O Presidente em exercício do Tribunal de Justiça de Pernambuco, Desembargador Fernando Ferreira, suspendeu a liminar que foi deferida pelo Juiz de Direito de Custódia, Dr. Fábio Vinicius, que havia bloqueado todas as contas bancárias do Município de Custódia, há dez dias, que, na prática, impediu o Prefeito Nemias Gonçalves de gerir as finanças do Município de Custódia, constituindo uma intervenção branca.
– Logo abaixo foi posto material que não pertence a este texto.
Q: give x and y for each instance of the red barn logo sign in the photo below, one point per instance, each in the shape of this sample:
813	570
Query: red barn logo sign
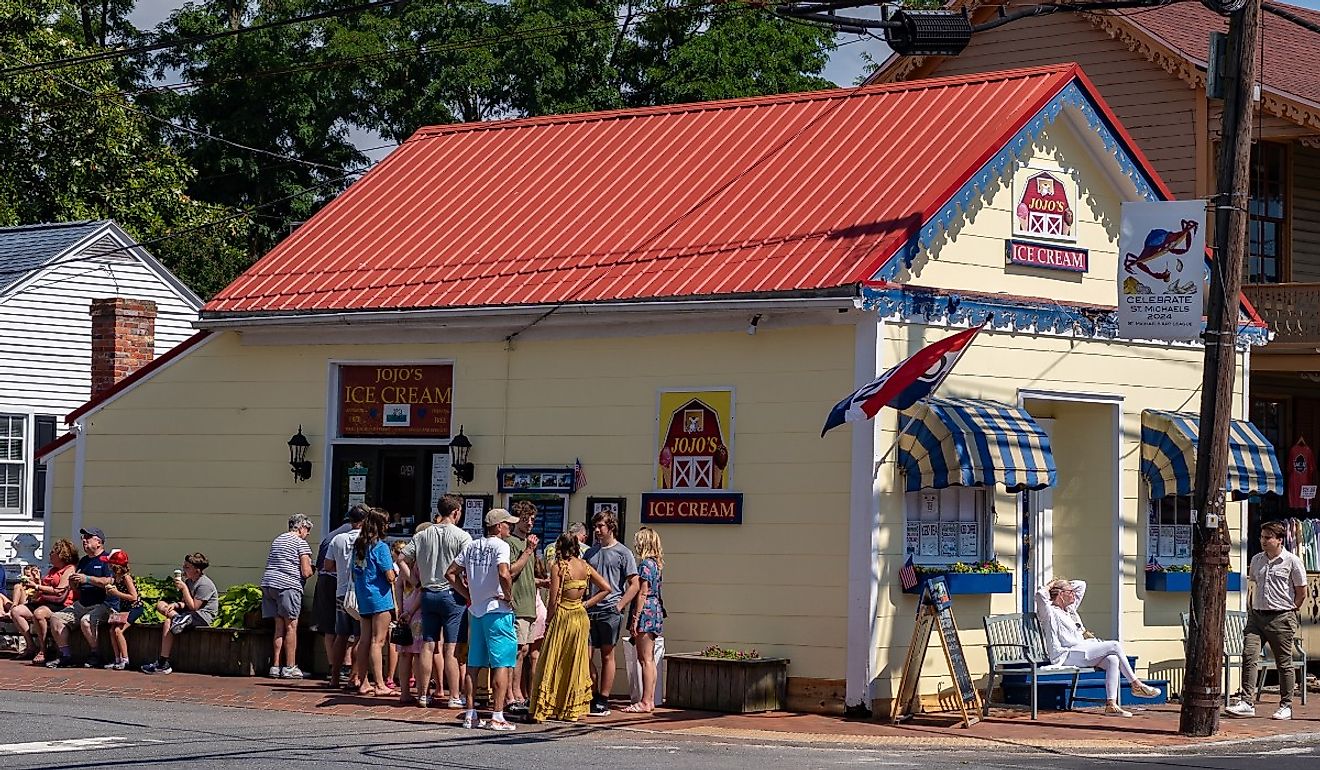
693	443
1044	205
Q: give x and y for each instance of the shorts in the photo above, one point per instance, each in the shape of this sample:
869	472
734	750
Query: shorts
281	602
444	612
324	605
491	642
74	613
523	628
184	621
345	625
606	629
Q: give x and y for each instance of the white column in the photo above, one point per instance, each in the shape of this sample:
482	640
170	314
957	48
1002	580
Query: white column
863	547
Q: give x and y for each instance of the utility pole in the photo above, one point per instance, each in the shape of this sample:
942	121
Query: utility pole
1201	695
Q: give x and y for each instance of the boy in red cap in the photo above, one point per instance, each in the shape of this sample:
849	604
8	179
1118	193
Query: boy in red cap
128	608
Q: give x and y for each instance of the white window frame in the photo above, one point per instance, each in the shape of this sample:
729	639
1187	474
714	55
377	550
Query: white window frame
955	507
1163	536
23	462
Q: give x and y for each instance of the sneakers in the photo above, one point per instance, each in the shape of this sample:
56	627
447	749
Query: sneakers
1142	690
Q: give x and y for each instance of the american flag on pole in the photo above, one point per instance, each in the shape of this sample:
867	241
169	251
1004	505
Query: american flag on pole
907	575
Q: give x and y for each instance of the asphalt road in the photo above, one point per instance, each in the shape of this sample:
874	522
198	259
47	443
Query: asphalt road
65	732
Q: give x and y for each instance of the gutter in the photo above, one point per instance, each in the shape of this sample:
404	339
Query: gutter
845	300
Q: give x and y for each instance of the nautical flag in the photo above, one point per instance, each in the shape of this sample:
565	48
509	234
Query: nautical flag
906	383
907	575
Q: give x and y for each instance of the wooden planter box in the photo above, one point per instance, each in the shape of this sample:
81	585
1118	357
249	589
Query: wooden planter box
1182	581
970	583
727	686
218	651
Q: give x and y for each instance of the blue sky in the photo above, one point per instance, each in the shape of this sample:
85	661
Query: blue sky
844	69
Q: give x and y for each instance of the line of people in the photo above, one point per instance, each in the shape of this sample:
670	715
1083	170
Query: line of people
438	612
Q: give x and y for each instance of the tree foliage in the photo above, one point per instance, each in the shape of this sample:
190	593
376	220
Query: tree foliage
70	152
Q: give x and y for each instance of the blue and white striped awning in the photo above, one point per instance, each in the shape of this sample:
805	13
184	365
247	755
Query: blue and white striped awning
973	443
1168	456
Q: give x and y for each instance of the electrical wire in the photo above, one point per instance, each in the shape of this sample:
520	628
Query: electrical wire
186	41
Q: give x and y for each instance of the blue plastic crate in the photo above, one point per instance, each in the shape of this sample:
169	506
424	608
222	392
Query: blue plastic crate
1052	690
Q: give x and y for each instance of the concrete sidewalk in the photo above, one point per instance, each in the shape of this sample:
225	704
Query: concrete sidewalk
1151	729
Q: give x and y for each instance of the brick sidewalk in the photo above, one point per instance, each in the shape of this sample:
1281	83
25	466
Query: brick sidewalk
1151	728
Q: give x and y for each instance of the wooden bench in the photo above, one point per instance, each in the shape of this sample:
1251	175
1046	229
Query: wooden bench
1015	646
1234	645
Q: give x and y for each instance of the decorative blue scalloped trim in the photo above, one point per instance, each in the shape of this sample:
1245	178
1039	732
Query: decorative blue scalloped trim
989	175
920	305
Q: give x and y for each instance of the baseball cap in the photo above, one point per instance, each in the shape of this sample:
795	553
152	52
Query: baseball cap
499	517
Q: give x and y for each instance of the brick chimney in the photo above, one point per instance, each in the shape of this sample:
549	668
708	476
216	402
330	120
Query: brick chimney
123	340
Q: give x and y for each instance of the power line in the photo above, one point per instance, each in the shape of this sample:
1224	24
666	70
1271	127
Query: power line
172	126
186	41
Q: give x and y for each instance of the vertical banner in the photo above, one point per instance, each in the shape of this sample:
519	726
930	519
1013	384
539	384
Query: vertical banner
1162	270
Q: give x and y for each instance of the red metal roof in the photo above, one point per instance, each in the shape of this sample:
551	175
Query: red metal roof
792	193
1286	48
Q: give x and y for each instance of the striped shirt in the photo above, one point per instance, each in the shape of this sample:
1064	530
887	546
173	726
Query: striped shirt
283	567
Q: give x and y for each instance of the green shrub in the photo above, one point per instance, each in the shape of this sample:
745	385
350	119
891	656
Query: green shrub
151	591
236	602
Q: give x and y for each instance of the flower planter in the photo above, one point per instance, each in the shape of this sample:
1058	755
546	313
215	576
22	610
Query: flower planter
1182	581
725	684
968	583
218	651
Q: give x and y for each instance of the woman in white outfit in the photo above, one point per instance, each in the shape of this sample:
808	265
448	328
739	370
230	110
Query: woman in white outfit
1069	643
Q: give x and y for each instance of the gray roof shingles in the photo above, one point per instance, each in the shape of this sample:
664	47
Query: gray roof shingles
32	246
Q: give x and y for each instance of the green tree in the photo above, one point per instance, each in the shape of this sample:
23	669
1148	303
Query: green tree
71	148
267	114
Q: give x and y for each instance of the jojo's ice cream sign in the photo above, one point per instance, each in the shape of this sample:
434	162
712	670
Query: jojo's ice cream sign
693	432
1044	205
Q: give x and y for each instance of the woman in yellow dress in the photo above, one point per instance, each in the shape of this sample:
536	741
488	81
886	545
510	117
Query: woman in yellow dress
562	682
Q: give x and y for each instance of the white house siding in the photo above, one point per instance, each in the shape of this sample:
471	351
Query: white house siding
45	342
1306	214
1154	106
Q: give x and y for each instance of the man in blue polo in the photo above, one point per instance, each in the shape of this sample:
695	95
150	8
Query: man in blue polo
91	608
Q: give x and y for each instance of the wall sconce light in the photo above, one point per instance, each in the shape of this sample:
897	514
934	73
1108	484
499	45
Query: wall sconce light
458	448
298	457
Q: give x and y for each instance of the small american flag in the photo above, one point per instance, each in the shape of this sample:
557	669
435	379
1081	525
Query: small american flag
907	575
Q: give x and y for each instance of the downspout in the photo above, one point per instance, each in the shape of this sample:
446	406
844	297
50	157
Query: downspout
79	469
863	548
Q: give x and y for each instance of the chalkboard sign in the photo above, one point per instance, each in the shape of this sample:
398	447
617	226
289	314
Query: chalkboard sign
935	612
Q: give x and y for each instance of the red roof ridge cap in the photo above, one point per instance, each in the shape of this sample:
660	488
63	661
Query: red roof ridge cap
842	93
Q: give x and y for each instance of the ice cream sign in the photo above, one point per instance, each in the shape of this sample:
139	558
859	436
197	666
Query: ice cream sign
1044	205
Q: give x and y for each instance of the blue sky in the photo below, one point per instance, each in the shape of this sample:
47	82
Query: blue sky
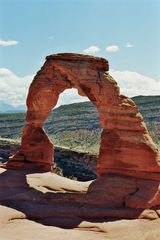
126	32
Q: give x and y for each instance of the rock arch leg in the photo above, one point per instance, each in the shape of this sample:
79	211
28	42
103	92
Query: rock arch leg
125	143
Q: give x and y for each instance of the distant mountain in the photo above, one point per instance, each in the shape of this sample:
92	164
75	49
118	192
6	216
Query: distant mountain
76	126
7	108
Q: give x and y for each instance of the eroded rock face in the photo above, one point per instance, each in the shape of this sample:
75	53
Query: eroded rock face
128	165
125	143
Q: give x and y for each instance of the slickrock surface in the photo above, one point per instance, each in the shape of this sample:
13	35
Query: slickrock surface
128	166
44	206
125	143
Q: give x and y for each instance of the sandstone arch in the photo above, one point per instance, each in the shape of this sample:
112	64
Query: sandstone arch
126	146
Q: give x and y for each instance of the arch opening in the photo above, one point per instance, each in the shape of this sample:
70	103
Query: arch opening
74	129
126	146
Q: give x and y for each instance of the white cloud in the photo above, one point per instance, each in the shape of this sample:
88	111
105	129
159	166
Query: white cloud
129	45
70	96
91	49
13	88
112	49
8	43
133	83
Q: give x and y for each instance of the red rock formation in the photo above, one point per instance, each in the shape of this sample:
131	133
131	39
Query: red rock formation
125	144
126	147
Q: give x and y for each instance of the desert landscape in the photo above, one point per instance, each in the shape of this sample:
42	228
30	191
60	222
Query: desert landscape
79	120
122	190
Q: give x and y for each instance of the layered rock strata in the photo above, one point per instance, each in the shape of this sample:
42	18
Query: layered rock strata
126	147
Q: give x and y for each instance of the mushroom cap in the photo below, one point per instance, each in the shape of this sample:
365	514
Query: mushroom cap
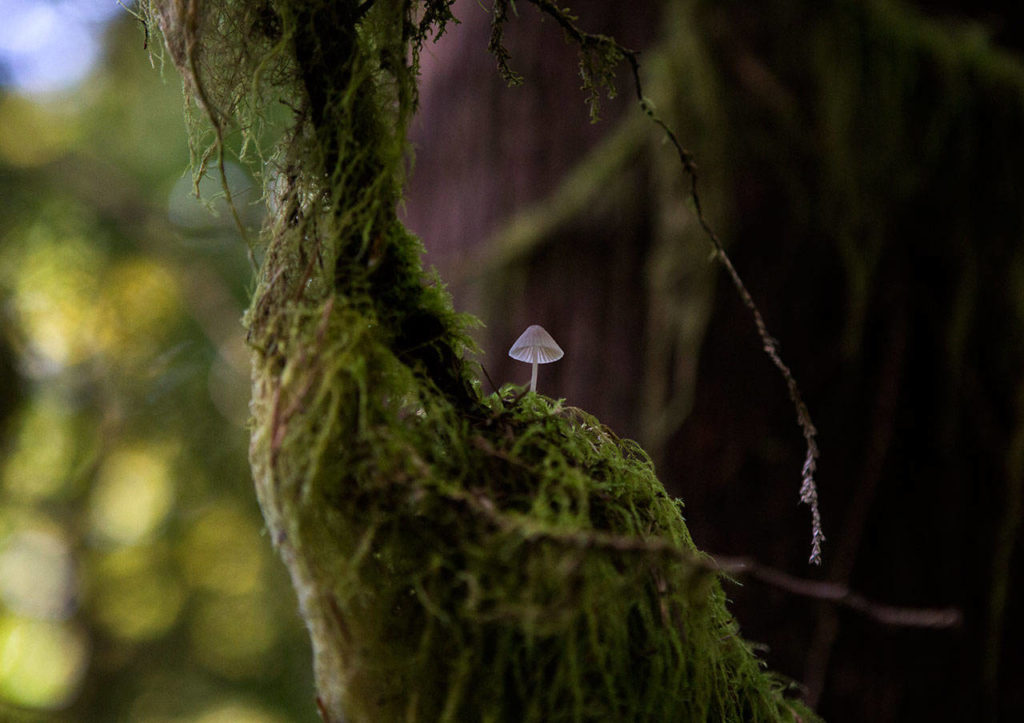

A suspensão da Liminar foi requerida ao Tribunal pelo Procurador Jurídico do Município, EDILSON XAVIER, que alegou estar havendo na decisão do Juiz da Comarca, descumprimento ao art. 2º da Constituição Federal que garante a independência dos Poderes Executivo, Legislativo e Judiciário. Assim decidiu o Presidente do Tribunal de Justiça: "Cumpre-me averiguar, portanto, se os efeitos da decisão que o Município de Custódia pretende sustar representam risco de grave lesão aos bens difusos tutelados pela via do incidente de suspensão. No caso em comento, entendo que assiste razão ao Município requerente. Como é cediço, quem tem a competência e a capacidade legal para gerir o município é o prefeito, não cabendo ingerência do Poder Judiciário em tal mister, sob pena de malferir o princípio constitucional da separação dos poderes Legislativo, Executivo e Judiciário, consagrado no art. 2ª da CF/88. Por conseguinte, como representante legal do Município, no exercício regular de seu mandato, ao Prefeito incumbe ordenar o pagamento das contas públicas, do funcionalismo público, a destinação de verbas à educação, saúde, segurança, saneamento e tudo o mais que se faça necessário à administração e higidez do município. O exercício dessas atribuições legais não pode ser fiscalizado nem condicionado à vontade do Poder Judiciário, na pessoa do magistrado, porquanto isso extrapola as funções típicas deste. Logo, o Prefeito de Custódia, como gestor público máximo daquela municipalidade, não pode ter seus poderes de gestão limitados e conduzidos por determinações do Poder Judiciário custodiense. A persistir a eficácia da decisão atacada, o Poder Judiciário, na pessoa do magistrado, estará agindo como se fora interventor daquela municipalidade, substituindo o prefeito nas suas ações e decisões, o que fere o sistema político-administrativo instituído pela Constituição Federal/1988 (arts.18 e 29)". Atendendo aos argumentos do Procurador Jurídico do Município de Custódia, foi suspensa a liminar deferida pelo Juiz de Direito da Comarca de Custódia.